New Satellite Data Layer Connects Army, Navy, NATO—with Link 16

The Space Development Agency is fine-tuning and expanding its data transport satellites’ Link 16 connectivity, preparing for them to become the “backbone” of the Pentagon’s ambitious joint all-domain command and control system—and perhaps beyond that to NATO. 

SDA Director Derek M. Tournear said April 10 at the Space Symposium that the agency has signed agreements with the Army, Navy, and other services to use the satellites as they develop their networks to connect sensors and shooters. And it’s not just U.S. forces: Tournear said Norway will host a ground station and demonstrate Link 16 connectivity between satellites and NATO’s terrestrial networks. 

At the heart of it all is Link 16, the waveform used by U.S. and allied forces to transmit data.

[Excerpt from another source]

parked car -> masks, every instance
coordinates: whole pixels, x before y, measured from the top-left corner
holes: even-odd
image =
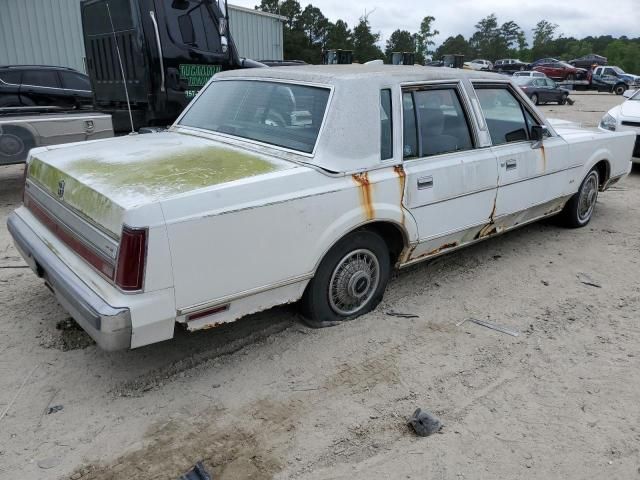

SDA conducted the first ever Link 16 demonstration from space last November, leading Tournear to say at the time that he could not “underscore enough the significance of this technical achievement.” 

Five months later, Tournear said in Colorado Springs, Colo., that the first demonstration, while critical, was “very rudimentary.” 

“We were able to connect about 50 percent of the time when we were overhead, and we were able to stay connected for about 30 seconds,” he said. “So that’s good but not really something to write home to mom about. But now we’re able to get 100 percent of our passes connectivity, basically with no failure. And we have roughly 10 minutes of connectivity, which is essentially limb to limb as the satellite goes over, so it’s working exceptionally well.” 

Proving the reliability of Link 16 from SDA’s low-Earth orbit satellites is critical for JADC2, which the Pentagon envisions connecting sensors and shooters around the world, regardless of where the data originates or what domain the shooter is in.  

Space Development Agency director Derek M. Tournear. Image courtesy of the Space Foundation

Link 16 is not the only waveform that will be needed—Tournear noted SDA’s satellites can also use Ka band and other signals—and Deputy Defense Secretary Kathleen H. Hicks declared in February that JADC2 has reached a minimal viable capability even without SDA’s satellites. 

But the ubiquity of Link 16 and the connectivity offered by the hundreds of satellites SDA intends to launch into low-Earth orbit means they will be critical, and Tournear said the organization has taken steps to formalize that. 

“We have agreements signed with the Army, we have agreements signed with the Navy to make sure that they will utilize us for this JADC2 backbone. So in addition to the Link 16 up and down, we also have Ka that can go down directly to the Army’s Titan systems, or the Navy’s maritime targeting cell—they have one ashore and afloat, which is part of their Overmatch system,” Tournear said. “And so we have [memorandums of agreement] signed so we’re all on board to tie all of those together with Link 16, with Ka, and then we also have agreement signed to use our optical terminals to go down to airborne platforms.” 

At the moment, SDA cannot conduct Link 16 demonstrations over U.S. airspace, part of an ongoing dispute between the Pentagon and Federal Aviation Administration. Instead, the agency has operated from the territory of a Five Eyes partner nation—Australia, Canada, New Zealand, or the United Kingdom. 

“We’ve been in in their country, starting in November when we first did the test, essentially up to Christmas break and then we took off about a month and a half,” Tournear said. “And then we sent the team back out.” 

Beyond that, he said, SDA is starting to work with NATO partners too, starting with Norway. 

“NATO is using Link 16. Link 16 is what we will use in any fight over the next 10 years,” Tournear noted. “And so [Norway has] partnered with us to test later this summer Link 16 from the SDA constellation directly into their country’s forces, using their existing Link 16 connectivity, using the NATO cryptography.” 

Norway has also agreed to host a “ground entry point” through which SDA will be able to connect with their satellites for command and control, Tournear noted.